The new minister is “not fully on top of” the job – but don’t worry, he’ll “look into it”

Hansom new 2008

Safe as houses

Meet the new housing minister, hear the same old promises. Lee Rowley, formerly construction’s man in government, was getting to know his brief by touring housing fringe events at last week’s Tory party conference. “I’ve only been in the job two-and-a-half weeks, so you’ll understand if I’m not fully on top of the brief,” he explained to one deflated audience. At another event, the issue of planning was raised – basically, it’s terribly slow and can he speed it up – but his answer didn’t raise too much optimism either. “I will look into it.” Ho hum.

Taking aim

Also at the conference was the boss of the country’s biggest housebuilder. Barratt chief executive David Thomas took a swipe at the chopping and changing of government housing targets. “We don’t care if targets are set nationally or locally, we just want a system that works.” Presumably, the minister is looking into it.

For frack’s sake

Business secretary Jacob Rees-Mogg (yes, you didn’t dream it) – whose net worth has been estimated to be in excess of £100m – told the conference he’d welcome fracking in his back garden. “Which part of his back garden?” quipped one chief executive. Meanwhile, Rees-Mogg is clearly not a fan of one Tory party grandee, a former deputy PM no less. Asked if fracking should be allowed anywhere, he replied: “It would be a loss to the country if Michael Heseltine’s arboretum was knocked down for fracking.” It’s worth pointing out Heseltine thinks Brexit is madness whereas Rees-Mogg is a true believer. Aren’t they supposed to be on the same side?

One staffer from Grimshaw, which is working on an airport at Shenzhen, tells my hack only one of the team has made it into the city and even then it took them six months to get in

Not so fast

Minister for London Paul Scully, best known for recently being sent out to defend the chancellor’s 45p tax cut only for the policy to be abolished, left some more people scratching their heads last week. Why are we still building homes that will need to be retrofitted, some people wondered? Why not just get on with it now? Scully replied that the government is “not trying to get to net zero tomorrow, we’re trying to get there by 2050”. Baffling stuff.

Swearing on the Bible

A trip to meet Stanhope at Paternoster Square in the City and Warwick Court, a refurbished 1990s office block, in particular. Its setting is impressive with views over to St Paul’s Cathedral, and an immediate neighbour is the house of the dean of St Paul’s which, when my scribe visited, seemed to be having some repair work done on the roof. Some of the language being used by the workmen up there was, let’s say, a little unholy. I’m assuming it was builders issuing the profanities and not the dean himself who fancied mucking in …

Slow road to China

Ever wondered what China’s zero covid policy looks like in practice? One staffer from Grimshaw, which is working on an airport at Shenzhen, tells my hack only one of the team has made it into the city and even then it took them six months to get in. And once they arrived, they faced three weeks locked inside a hotel room unable to leave, despite being vaccinated. Put simply, that sounds like hell. The Arsenal fan in me says I’d rather watch Spurs …
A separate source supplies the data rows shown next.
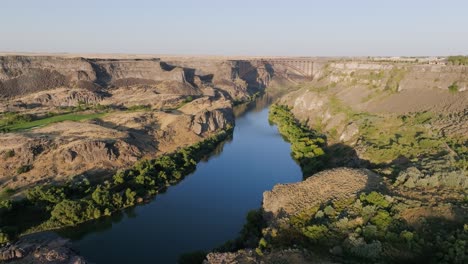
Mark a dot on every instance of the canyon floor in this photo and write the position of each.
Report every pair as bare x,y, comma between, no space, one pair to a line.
395,128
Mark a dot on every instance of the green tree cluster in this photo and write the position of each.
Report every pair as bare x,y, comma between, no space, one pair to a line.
307,146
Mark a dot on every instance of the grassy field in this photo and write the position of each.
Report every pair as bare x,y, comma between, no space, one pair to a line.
50,120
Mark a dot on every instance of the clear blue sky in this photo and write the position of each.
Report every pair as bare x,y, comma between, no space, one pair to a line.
240,27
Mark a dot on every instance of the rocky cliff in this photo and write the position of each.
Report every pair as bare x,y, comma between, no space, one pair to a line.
137,108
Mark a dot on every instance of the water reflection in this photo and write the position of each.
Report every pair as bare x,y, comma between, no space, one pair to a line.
204,210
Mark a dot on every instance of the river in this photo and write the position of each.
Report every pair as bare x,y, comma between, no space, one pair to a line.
204,210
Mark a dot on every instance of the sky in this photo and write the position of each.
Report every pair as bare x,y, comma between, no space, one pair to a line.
241,27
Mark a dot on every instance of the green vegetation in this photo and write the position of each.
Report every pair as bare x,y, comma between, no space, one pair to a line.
250,236
458,60
22,123
135,108
405,136
393,82
9,154
371,229
49,207
306,145
23,169
453,88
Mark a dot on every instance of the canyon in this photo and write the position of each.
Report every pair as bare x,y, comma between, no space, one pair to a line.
394,127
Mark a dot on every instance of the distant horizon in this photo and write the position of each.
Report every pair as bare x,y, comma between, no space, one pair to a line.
312,28
215,55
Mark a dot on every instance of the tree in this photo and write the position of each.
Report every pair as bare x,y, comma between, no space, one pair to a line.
68,212
101,196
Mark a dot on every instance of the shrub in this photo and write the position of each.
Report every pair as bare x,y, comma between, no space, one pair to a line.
453,88
101,196
3,237
129,197
376,199
369,232
23,169
329,211
9,154
46,194
315,232
382,220
68,212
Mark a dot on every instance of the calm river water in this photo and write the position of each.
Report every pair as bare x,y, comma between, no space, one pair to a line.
204,210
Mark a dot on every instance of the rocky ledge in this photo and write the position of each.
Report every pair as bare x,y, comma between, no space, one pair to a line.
40,248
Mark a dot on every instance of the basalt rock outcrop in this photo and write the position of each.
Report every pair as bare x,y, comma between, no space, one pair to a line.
40,248
336,184
146,107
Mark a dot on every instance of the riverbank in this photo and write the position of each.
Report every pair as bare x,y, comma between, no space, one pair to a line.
79,201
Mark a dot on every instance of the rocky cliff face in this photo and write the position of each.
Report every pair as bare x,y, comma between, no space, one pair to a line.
145,107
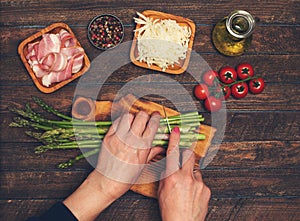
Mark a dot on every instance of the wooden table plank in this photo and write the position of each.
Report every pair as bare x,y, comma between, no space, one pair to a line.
79,12
230,155
219,209
255,173
228,183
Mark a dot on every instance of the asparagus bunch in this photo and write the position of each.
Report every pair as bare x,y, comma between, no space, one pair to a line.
70,133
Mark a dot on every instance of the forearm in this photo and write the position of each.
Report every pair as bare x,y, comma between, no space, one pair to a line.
90,199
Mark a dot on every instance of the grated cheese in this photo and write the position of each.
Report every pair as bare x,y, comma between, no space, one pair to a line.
161,42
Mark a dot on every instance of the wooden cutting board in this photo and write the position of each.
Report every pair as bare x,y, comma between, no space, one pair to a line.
88,109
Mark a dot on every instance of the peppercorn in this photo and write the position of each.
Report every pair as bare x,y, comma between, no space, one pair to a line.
105,31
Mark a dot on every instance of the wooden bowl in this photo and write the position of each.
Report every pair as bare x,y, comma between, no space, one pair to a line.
23,51
177,69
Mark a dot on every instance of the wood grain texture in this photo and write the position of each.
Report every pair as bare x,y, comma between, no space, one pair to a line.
131,207
255,173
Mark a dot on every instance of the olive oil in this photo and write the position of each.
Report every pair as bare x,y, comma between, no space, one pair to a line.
232,35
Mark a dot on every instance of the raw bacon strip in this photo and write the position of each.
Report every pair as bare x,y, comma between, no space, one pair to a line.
78,62
54,77
40,70
55,61
49,43
66,38
55,58
71,51
32,49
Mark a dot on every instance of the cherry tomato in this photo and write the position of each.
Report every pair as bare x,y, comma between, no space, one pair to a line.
209,77
212,104
227,75
256,85
239,90
201,91
244,70
226,92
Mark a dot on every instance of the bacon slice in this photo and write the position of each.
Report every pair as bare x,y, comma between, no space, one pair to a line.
67,39
49,43
55,57
54,77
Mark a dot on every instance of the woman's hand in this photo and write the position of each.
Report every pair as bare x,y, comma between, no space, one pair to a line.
125,150
182,195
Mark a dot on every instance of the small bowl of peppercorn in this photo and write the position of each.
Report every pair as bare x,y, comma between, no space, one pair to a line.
105,31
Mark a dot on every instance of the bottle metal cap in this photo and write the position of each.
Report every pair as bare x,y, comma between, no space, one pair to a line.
240,24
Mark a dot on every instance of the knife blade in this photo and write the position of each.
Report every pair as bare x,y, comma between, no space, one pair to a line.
167,120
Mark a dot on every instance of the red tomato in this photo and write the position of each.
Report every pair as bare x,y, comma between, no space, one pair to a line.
201,91
209,77
227,75
212,104
244,70
239,90
226,92
256,85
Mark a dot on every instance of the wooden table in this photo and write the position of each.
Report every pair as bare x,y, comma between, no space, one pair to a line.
255,174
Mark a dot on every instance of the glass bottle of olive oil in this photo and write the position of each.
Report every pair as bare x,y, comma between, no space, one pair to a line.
233,34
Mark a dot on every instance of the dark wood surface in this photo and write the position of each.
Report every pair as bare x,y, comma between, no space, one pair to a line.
255,174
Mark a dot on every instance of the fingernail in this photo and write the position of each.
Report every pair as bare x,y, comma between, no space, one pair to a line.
176,130
156,113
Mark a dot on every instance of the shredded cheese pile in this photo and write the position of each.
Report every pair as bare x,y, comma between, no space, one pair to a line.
161,42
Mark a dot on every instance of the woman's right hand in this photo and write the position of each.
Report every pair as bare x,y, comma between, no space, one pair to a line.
182,195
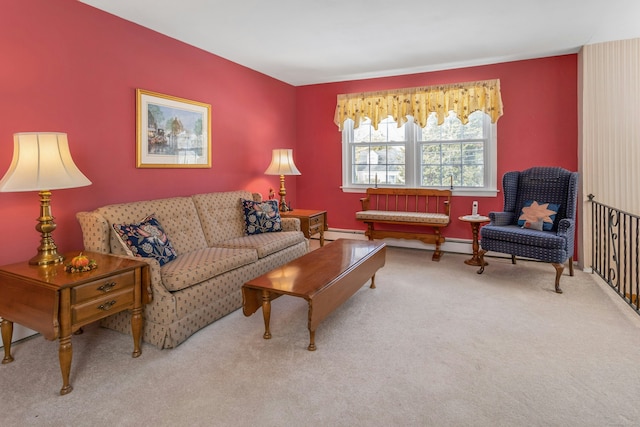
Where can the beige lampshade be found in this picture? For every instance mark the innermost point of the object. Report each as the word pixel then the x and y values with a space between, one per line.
pixel 42 161
pixel 282 163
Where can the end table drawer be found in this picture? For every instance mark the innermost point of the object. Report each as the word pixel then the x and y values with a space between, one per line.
pixel 102 287
pixel 315 221
pixel 102 307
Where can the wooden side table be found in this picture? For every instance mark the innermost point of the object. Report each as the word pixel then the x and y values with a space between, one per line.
pixel 475 222
pixel 56 303
pixel 311 221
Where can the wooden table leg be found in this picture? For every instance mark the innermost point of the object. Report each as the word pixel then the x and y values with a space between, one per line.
pixel 475 259
pixel 7 336
pixel 266 313
pixel 312 332
pixel 137 319
pixel 312 341
pixel 136 330
pixel 65 351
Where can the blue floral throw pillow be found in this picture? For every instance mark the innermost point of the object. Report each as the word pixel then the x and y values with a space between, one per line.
pixel 147 239
pixel 534 212
pixel 261 217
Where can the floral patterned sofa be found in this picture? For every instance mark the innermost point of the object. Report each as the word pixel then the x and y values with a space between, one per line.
pixel 212 256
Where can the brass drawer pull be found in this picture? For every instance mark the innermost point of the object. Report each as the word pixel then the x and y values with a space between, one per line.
pixel 107 305
pixel 107 287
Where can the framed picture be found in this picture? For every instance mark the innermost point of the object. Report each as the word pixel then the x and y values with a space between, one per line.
pixel 172 132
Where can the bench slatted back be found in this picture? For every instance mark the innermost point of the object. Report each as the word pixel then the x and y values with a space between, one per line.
pixel 409 200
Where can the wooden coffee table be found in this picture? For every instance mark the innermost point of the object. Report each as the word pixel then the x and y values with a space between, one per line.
pixel 326 278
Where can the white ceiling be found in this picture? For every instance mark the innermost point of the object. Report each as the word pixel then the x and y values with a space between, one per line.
pixel 318 41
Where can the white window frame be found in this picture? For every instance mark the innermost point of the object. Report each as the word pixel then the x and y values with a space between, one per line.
pixel 412 158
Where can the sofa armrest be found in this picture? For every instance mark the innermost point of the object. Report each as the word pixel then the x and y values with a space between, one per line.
pixel 290 224
pixel 501 218
pixel 158 289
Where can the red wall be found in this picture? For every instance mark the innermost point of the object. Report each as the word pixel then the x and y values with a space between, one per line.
pixel 71 68
pixel 68 67
pixel 539 127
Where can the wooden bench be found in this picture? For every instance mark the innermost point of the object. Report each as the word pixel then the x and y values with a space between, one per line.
pixel 407 207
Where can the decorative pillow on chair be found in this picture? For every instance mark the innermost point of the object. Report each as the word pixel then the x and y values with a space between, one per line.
pixel 534 225
pixel 534 212
pixel 261 217
pixel 146 239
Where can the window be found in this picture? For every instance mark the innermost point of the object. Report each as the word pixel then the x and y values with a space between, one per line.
pixel 434 156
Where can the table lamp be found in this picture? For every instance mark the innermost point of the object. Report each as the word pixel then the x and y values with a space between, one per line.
pixel 282 164
pixel 42 162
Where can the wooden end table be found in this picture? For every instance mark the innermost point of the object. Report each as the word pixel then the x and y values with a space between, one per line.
pixel 311 221
pixel 475 222
pixel 57 304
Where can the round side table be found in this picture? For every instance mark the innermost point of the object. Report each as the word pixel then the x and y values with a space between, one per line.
pixel 475 222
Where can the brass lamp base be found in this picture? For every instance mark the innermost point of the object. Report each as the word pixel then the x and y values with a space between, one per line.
pixel 283 193
pixel 47 251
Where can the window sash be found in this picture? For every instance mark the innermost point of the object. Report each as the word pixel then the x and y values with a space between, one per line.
pixel 414 165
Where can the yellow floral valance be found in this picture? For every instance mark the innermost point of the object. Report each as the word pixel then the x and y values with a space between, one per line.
pixel 420 102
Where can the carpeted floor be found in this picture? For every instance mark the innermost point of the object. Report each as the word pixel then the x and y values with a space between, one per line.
pixel 434 345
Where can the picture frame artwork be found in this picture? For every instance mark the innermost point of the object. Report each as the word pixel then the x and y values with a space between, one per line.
pixel 172 132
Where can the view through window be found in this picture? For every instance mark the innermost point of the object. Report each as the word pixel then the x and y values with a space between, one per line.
pixel 451 154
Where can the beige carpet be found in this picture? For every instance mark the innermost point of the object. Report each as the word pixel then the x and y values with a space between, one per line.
pixel 434 345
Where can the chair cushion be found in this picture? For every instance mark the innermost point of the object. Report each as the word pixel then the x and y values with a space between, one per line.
pixel 265 243
pixel 197 266
pixel 534 211
pixel 523 236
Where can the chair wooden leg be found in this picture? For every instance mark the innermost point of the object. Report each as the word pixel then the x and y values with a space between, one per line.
pixel 481 253
pixel 571 266
pixel 559 270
Verse ways into construction

The organisers of last week’s UK Construction Week launched it with the novel idea of a poem about the industry. Called Bricks and More Than, by Birmingham poet Casey Bailey, the ode to the industry finishes with the line: “When life gives you obstruction, there are solutions in construction.” Perhaps a refrain with which to arm all harassed site managers.

Head for heights

The View of London from Pinnacle, Canary Wharf (c) Ollie Dixon iiCMYK copy

Source: Oliver Dixon

For those who happen to call the Landmark Pinnacle in Canary Wharf home, this is the view they get from the country’s highest roof garden more than 750ft up in the air. It includes 13,000 plants and, the blurb says, gives “uninterrupted 360º views that one would typically only be treated to when airborne”. It also boasts the UK’s highest gym. Though for a real workout, just use the stairs.